数据哨兵 — Sensitive Data Scanning & Classification Tool

License: MIT Platform: Windows Go 1.21+

A lightweight Windows tool for scanning and classifying sensitive data in files. Single executable, zero installation. Automatically detects personal information, credentials, and secrets, with a built-in web UI and report export.

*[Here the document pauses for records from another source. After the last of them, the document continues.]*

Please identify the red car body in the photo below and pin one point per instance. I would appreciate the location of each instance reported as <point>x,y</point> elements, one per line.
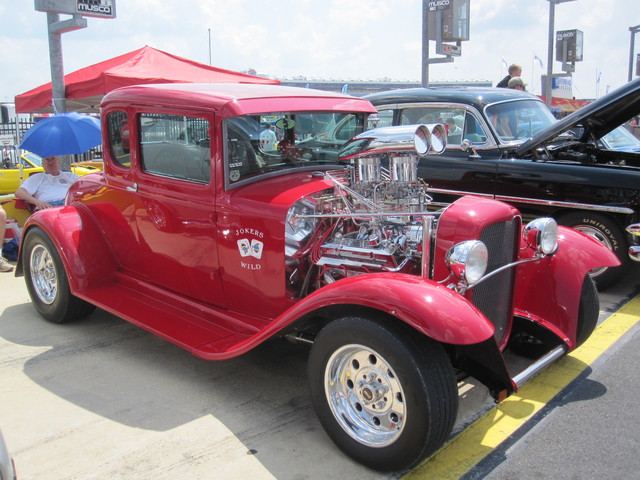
<point>223,260</point>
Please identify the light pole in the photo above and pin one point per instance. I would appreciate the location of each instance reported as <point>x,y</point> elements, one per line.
<point>548,80</point>
<point>633,31</point>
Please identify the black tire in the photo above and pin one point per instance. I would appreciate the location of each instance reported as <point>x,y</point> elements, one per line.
<point>528,346</point>
<point>47,280</point>
<point>607,231</point>
<point>589,311</point>
<point>384,432</point>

轻量级 Windows 敏感数据扫描与分类分级工具。单文件运行,无需安装,自动识别文件中的个人信息、密钥凭证等敏感数据,提供可视化界面与报告导出。


✨ Features / 功能特性

10 Built-in Detection Rules / 10 种内置检测规则 ID cards, phone numbers, bank cards, emails, IPs, USCC, AWS keys, GitHub tokens, private keys, high-entropy secrets
5-Level Classification / 5 级分类标准 L1 Public → L2 Internal → L3 Confidential → L4 Secret → L5 Restricted
19 File Formats / 19 种文件格式 Plain text (.txt/.csv/.log/.json/.xml/.md/.env/.yaml/.yml/.ini/.conf/.toml/.bat/.ps1/.sh/.sql) + Office (.docx/.xlsx/.pptx)
Multi-core Parallel Scanning / 多核并行扫描 Auto-utilizes multi-core CPU with real-time progress updates
False Positive Correction / 误报修正 Single or batch correction of classification results; exports include both original and corrected results
Visual Statistics / 可视化统计 Donut chart for level distribution, bar chart for category breakdown, summary cards
Report Export / 报告导出 JSON (for programmatic use) / CSV (with UTF-8 BOM for Excel)
Fully Local / 纯本地运行 All scanning and analysis runs locally — no internet, no data upload
Single Executable / 单文件交付 Compiles to ~7 MB .exe, double-click to run, auto-opens browser UI

🚀 Quick Start / 快速开始

Download / 下载使用

  1. Download the latest datasentinel.exe from Releases
  2. Double-click to run — the browser opens automatically

Releases 下载最新的 datasentinel.exe,双击运行,浏览器自动打开操作界面。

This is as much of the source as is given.